Big Countries, Small Wars

LONDON – US President Barack Obama has vowed to avenge the murder of J. Christopher Stevens, America’s former ambassador to Libya. How he proposes to do this is unclear – historical precedent is of little use.

In 1864, the Emperor of Abyssinia took hostage the British consul, together with some missionaries, in the country's then-capital, Magdala. Three years later, with Emperor Tewodros still refusing to release them, the British dispatched an expeditionary force of 13,000 troops, 26,000 camp followers, and 44 elephants.

In his book The Blue Nile, Alan Moorehead described the expedition thus: “It proceeds first to last with the decorum and heavy inevitability of a Victorian state banquet, complete with ponderous speeches.” Yet it was a fearsome undertaking. After a three-month journey through the mountains, the British reached Magdala, released the hostages, and burned the capital to the ground. Emperor Tewodros committed suicide, the British withdrew, and their commander, Lieutenant-General Sir Robert Napier, was made Baron Napier of Magdala.

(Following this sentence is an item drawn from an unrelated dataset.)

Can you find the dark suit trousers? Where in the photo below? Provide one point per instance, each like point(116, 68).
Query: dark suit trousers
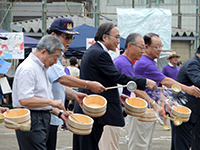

Today's great powers have relied on similar methods, also heavy with rhetoric, against puny opponents, but with far less convincing results. The United States put 500,000 troops into Vietnam in the 1960’s, but withdrew before North Vietnam overran the South in 1975. The Russians began pulling their 100,000 troops from Afghanistan in 1987, after nine years of fighting had failed to subdue the country.